Come on its literally a 2 byte per column header in the row so it just sums the column lengths to get the offset, it does the same thing for fixed length except it gets the col length from the schema.

It's not much more complicated than a fixed length column only the column length is stored in row vs schema. I am not sure where you are getting this idea it way more complicated, nor the 3 vs 4 byte thing, the whole row is a variable length structure and designed as such, null values change the row length fixed or variable data type and have to be accounted for since a null takes up no space in the column data its only in the null bitmap.

> what's the point of user-configuration of someone hard-codes 'NY' in a query or in the code

Because it doesn't matter, 'NY' isn't changing just like 11 the int wouldn't change, but 'NY' is way easier to understand and catch mistakes with and search for code without hitting a bunch of nonsense and distinguish when 10 columns are all coded next to each other in a result set.

I prefer my rows to be a little more readable than 1234, 1, 11, 2, 15, 1 ,3 and the users do too.

I have had my fill of transposition bugs where someone accidentally uses the wrong int on a pk id from a different table and still gets a valid but random result that passes a foreign key check almost enough for me to want to use guid's for pk's almost. At least with the coded values it is easier to spot because even with single character code people tend to pick things that make sense for the column values you know 'P' for pending, 'C' for complete etc, vs 1 2 3 4 used over and over across every different column with an auto increment.

1 comments

> Come on its literally...

You're the one saying a 2 character string is somehow a space savings. If we're going to split hairs that finely then you have to know that any row with a variable length string makes the entire row/index variable length and that is a net storage and performance loss. It's worse in every way than a simple integer. I will admit that it ultimately doesn't matter. But I'd also argue using an nvarchar in place of varchar for this also doesn't matter. It's not just premature optimization it's practically useless optimization.

> Because it doesn't matter, 'NY' isn't changing just like 11 the int wouldn't change, but 'NY

That's not what happens but what happens is that somebody renames New York to New Eburacum and now your code doesn't match the value and it just adds more confusion.

But I'll grant you that it's totally fine. It's even more fine if you don't use varchar and instead use char(x).

>You're the one saying a 2 character string is somehow a space savings. If we're going to split hairs that finely then you have to know that any row with a variable length string makes the entire row/index variable length and that is a net storage and performance loss.

The row is always variable lengths as a structure it has flags noting how many columns there are with values and if there is a variable length section or not, only rows with no variable length fields at all has no variable length section and that is a bit flag check in the header.
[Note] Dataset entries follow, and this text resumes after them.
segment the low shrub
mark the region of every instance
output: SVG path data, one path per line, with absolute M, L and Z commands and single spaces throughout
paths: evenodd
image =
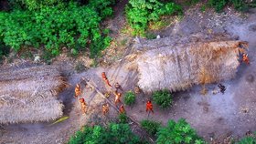
M 135 94 L 133 91 L 127 91 L 124 94 L 124 104 L 131 106 L 135 103 Z
M 158 90 L 153 93 L 153 101 L 165 108 L 172 105 L 173 96 L 167 89 Z
M 16 51 L 24 46 L 43 47 L 47 58 L 59 55 L 65 46 L 73 55 L 90 47 L 91 57 L 96 57 L 112 40 L 100 27 L 101 21 L 112 15 L 112 4 L 91 0 L 82 6 L 70 2 L 0 12 L 0 41 Z
M 118 118 L 119 118 L 119 123 L 125 124 L 128 122 L 128 117 L 126 116 L 125 113 L 119 114 Z
M 144 36 L 150 21 L 158 21 L 164 15 L 182 13 L 180 5 L 158 0 L 129 0 L 125 7 L 126 18 L 133 29 L 133 35 Z
M 190 125 L 181 118 L 177 122 L 169 120 L 166 127 L 162 127 L 156 133 L 156 143 L 172 144 L 204 144 L 205 141 Z
M 153 136 L 156 134 L 158 129 L 161 127 L 161 123 L 152 120 L 142 120 L 140 124 L 147 133 Z

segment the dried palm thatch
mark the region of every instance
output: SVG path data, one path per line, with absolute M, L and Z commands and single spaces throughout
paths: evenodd
M 197 42 L 162 46 L 138 57 L 139 87 L 145 92 L 185 90 L 194 84 L 232 78 L 240 65 L 243 41 Z
M 62 116 L 57 95 L 67 87 L 56 67 L 0 70 L 0 123 L 49 121 Z

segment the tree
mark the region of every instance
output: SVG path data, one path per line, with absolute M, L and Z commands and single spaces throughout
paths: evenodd
M 166 127 L 159 129 L 156 133 L 157 144 L 203 144 L 205 143 L 199 138 L 195 129 L 184 119 L 181 118 L 177 122 L 169 120 Z

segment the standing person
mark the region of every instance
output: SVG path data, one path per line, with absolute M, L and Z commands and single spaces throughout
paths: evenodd
M 222 94 L 224 94 L 224 92 L 225 92 L 225 90 L 226 90 L 226 87 L 223 86 L 223 85 L 221 85 L 221 84 L 219 84 L 218 87 L 219 87 L 220 92 L 221 92 Z
M 123 105 L 120 106 L 119 112 L 120 112 L 121 114 L 125 113 L 125 109 L 124 109 L 124 107 L 123 107 Z
M 109 79 L 107 78 L 107 76 L 106 76 L 106 73 L 105 73 L 105 72 L 102 72 L 102 73 L 101 73 L 101 77 L 102 77 L 102 79 L 105 81 L 105 83 L 106 83 L 109 87 L 112 87 L 112 85 L 110 84 Z
M 248 54 L 242 54 L 242 61 L 246 64 L 246 65 L 250 65 L 250 60 L 248 57 Z
M 103 115 L 106 115 L 110 110 L 110 106 L 109 104 L 104 104 L 102 105 L 102 112 L 103 112 Z
M 114 91 L 113 94 L 115 96 L 115 98 L 114 98 L 114 104 L 117 105 L 117 103 L 121 103 L 120 98 L 122 97 L 122 94 L 117 92 L 117 91 Z
M 152 104 L 151 100 L 147 100 L 146 105 L 145 105 L 145 111 L 146 112 L 148 111 L 149 113 L 152 112 L 154 114 L 153 104 Z
M 86 104 L 84 98 L 80 98 L 80 102 L 81 112 L 82 112 L 83 115 L 85 115 L 87 104 Z
M 122 88 L 121 85 L 119 85 L 118 82 L 116 82 L 116 83 L 114 84 L 114 87 L 115 87 L 115 90 L 116 90 L 116 91 L 118 91 L 118 89 L 120 89 L 120 90 L 123 91 L 123 88 Z
M 79 84 L 76 85 L 75 87 L 75 98 L 79 98 L 79 96 L 81 94 L 80 92 L 80 87 Z

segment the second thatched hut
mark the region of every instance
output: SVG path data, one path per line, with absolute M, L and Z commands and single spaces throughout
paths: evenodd
M 136 59 L 138 85 L 144 92 L 185 90 L 195 84 L 232 78 L 240 65 L 239 54 L 248 45 L 239 40 L 156 44 L 155 47 L 145 43 L 137 45 L 140 50 L 147 48 Z
M 57 95 L 67 87 L 57 67 L 0 70 L 0 123 L 49 121 L 62 116 Z

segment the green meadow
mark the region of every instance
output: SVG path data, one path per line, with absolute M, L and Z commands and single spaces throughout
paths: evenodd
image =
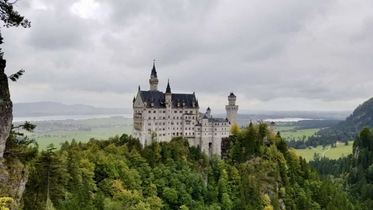
M 337 144 L 336 147 L 330 148 L 329 151 L 326 152 L 330 145 L 327 146 L 323 150 L 321 150 L 322 145 L 319 145 L 316 148 L 311 148 L 310 149 L 307 148 L 304 149 L 298 149 L 297 150 L 297 153 L 298 155 L 305 158 L 306 160 L 309 161 L 313 160 L 313 155 L 315 152 L 317 153 L 321 158 L 323 156 L 322 152 L 325 152 L 324 155 L 326 157 L 330 159 L 338 159 L 342 155 L 346 156 L 352 153 L 352 145 L 354 141 L 348 142 L 348 145 L 345 146 L 344 143 L 341 143 Z M 311 147 L 311 148 L 313 148 Z M 315 150 L 314 149 L 316 149 Z M 317 151 L 316 151 L 317 150 Z
M 278 131 L 282 130 L 287 130 L 281 128 L 286 127 L 277 127 L 276 129 L 276 132 Z M 281 133 L 281 136 L 282 137 L 286 138 L 290 138 L 291 139 L 292 139 L 295 138 L 295 139 L 301 139 L 303 137 L 303 135 L 304 135 L 305 136 L 306 138 L 307 139 L 308 136 L 311 136 L 312 135 L 314 135 L 315 132 L 317 132 L 320 129 L 318 128 L 314 128 L 311 129 L 305 129 L 304 130 L 298 130 L 297 131 L 297 132 L 283 132 Z
M 41 150 L 45 148 L 50 143 L 53 143 L 56 147 L 59 148 L 60 146 L 60 143 L 68 141 L 71 142 L 73 139 L 77 142 L 88 142 L 91 138 L 95 138 L 98 139 L 107 139 L 109 137 L 119 135 L 120 136 L 123 133 L 130 135 L 132 133 L 132 126 L 126 126 L 119 128 L 93 128 L 92 130 L 84 131 L 81 130 L 67 131 L 59 130 L 43 133 L 50 135 L 50 137 L 45 138 L 35 138 L 35 139 L 39 144 L 40 149 Z M 29 135 L 29 134 L 28 134 Z M 65 136 L 67 137 L 53 137 L 53 136 Z

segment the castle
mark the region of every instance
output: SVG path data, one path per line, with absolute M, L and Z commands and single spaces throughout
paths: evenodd
M 200 112 L 194 92 L 172 93 L 169 81 L 163 93 L 158 90 L 158 82 L 153 63 L 149 80 L 150 90 L 141 90 L 139 86 L 134 97 L 132 137 L 138 138 L 144 145 L 145 142 L 151 143 L 153 132 L 159 142 L 182 136 L 189 145 L 199 145 L 210 157 L 215 153 L 220 155 L 222 138 L 228 137 L 231 127 L 237 123 L 236 96 L 231 92 L 228 96 L 226 118 L 212 117 L 210 107 L 205 113 Z

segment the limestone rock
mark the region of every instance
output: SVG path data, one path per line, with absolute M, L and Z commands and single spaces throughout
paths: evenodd
M 4 73 L 6 61 L 0 60 L 0 160 L 5 150 L 5 142 L 13 120 L 13 104 L 10 101 L 8 80 Z

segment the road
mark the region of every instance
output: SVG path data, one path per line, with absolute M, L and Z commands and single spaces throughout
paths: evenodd
M 339 144 L 339 143 L 336 143 L 336 144 Z M 328 148 L 328 149 L 327 149 L 327 151 L 325 151 L 325 152 L 320 152 L 320 151 L 319 151 L 319 150 L 317 150 L 317 149 L 315 149 L 314 148 L 313 148 L 313 147 L 311 147 L 311 148 L 312 148 L 312 149 L 314 149 L 315 150 L 316 150 L 316 151 L 317 151 L 317 152 L 320 152 L 320 153 L 321 153 L 322 154 L 323 154 L 323 157 L 324 157 L 324 154 L 325 154 L 325 152 L 327 152 L 328 151 L 329 151 L 329 150 L 330 150 L 330 147 L 332 147 L 332 146 L 329 146 L 329 148 Z

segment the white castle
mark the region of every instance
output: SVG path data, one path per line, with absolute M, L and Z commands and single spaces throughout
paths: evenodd
M 139 86 L 134 97 L 134 127 L 132 136 L 138 138 L 144 145 L 151 143 L 150 133 L 157 133 L 159 142 L 170 141 L 172 138 L 182 136 L 191 146 L 199 145 L 211 157 L 221 154 L 222 138 L 229 136 L 232 125 L 237 123 L 238 106 L 233 92 L 228 96 L 225 106 L 226 118 L 212 117 L 209 107 L 206 112 L 200 112 L 198 100 L 192 94 L 171 92 L 169 81 L 166 92 L 158 90 L 158 79 L 153 64 L 149 80 L 150 90 L 141 90 Z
You are making a non argument, variable length fields can be a space savings over an int with single char codes which is very common, and do not impact performance in any meaningful way. Besides that one could use fixed length chars and still get the other benefits I mentioned while having the same exact space usage and processing as a fixed length ints.

>That's not what happens but what happens is that somebody renames New York to New Eburacum

Changing the descriptive meaning of an entry causes all sorts of problems and even more so if it is a int because it's completely opaque its much harder to see an issue in the system because everything is a bunch of ints that do not correlate in any way to their meaning.

Changing the description to something that has the same meaning worded differently is usually not an issue and still gives good debug visibility to the value. If you and your users consider New Eburacum synonymous with New York, then having the code stay 'NY' should not be an issue and still be obvious when querying the data.

Unless someone is using the short code in a user visible way and it has to be updated. State is a common one that does this and nobody is changing state names or codes because it is a common settled natural key.

In the rare situation this actually needed to be done then one can update existing data, this is a not an issue in practice. You have the be extremely cautious updating the description of a code because much data was entered under the previous description and the meaning that it carries, having the code have some human meaning makes it more obvious to maintainers this should be done with care, many times it would involve deprecating the old one and making a new one with a different code because they have different meanings, having a table instead of a enum allows other columns to have this metadata.

This is not the same issue as say using a SSN for a person ID.